Even if the shank holder 15 and the ring 19 rotate relative to each other, the shank holder 15 and the ring 19 can rotate relative to each other. This can prevent relative rotation between the ring 19 and the cylindrical body 2,
The cutting edge 3 in the groove 21 of the ring flange 19a is
It is possible to prevent damage caused by collision with the groove 21.

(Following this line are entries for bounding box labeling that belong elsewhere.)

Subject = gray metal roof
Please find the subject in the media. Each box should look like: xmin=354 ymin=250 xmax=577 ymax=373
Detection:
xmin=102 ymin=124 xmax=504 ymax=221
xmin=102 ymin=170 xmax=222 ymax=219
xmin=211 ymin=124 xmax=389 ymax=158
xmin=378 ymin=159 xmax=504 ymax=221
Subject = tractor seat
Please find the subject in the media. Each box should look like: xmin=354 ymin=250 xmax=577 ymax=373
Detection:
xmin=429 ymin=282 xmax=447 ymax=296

[Brief explanation of the drawing]

Fig. 1 is a longitudinal cross-sectional view of a drilling drill device according to an embodiment of the present invention, Fig. 2 is an exploded perspective view of the same, Fig. 3 is a rear view of the same, and Fig. 4 A is an engaging part according to another embodiment. 4B is a longitudinal sectional view of the same essential part, FIG. 5A is a longitudinal sectional view of the drilling drill device according to the conventional example, FIG. It is a perspective view of the same shank holder. 2... Cylindrical body, 3... Cutting blade, 5... Shank, 5
b... Midway part, 13... Engaging part, 15... Shank holder, 19... Expansion ring, 19a... Flange, 21... Concave groove, 24, 26... Tapered surface, 25... Pressing body .

Claims (1)

[Scope of utility model registration request] Cutting blades 3 are provided at both ends of the cylinder 2 to protrude from the end face of the cylinder 2, and a ring 19 that has a flange 19a that comes into contact with the rear end face of the cylinder 2 and is expandable and contractible in the radial direction is attached to the cylinder 2. Tapered surfaces 24 and 26 are formed on the inner periphery of the ring 19, and a groove is formed on the flange 19a so that the cutting edge 3 is located inside the ring 19 to avoid interference with the cutting edge 3. 2
1 is formed, and a shank 5 having an engaging part 13 that is immovable in the axial direction at a midway part 5b is attached to the cylinder body 2 through a shank holder 15 that is separate from the ring 19 and contacts the rear end surface of the ring 19. The inner circumferential surface of the cylinder 2 and the engaging portion 13 are pressed through the tapered surfaces 24 and 26 by a pressing body 25 that is inserted and removably inserted around the axis and screwed into the tip of the shank 5. A drilling drill device characterized in that a shank 5 and a cylindrical body 2 are brought into pressure contact with each other.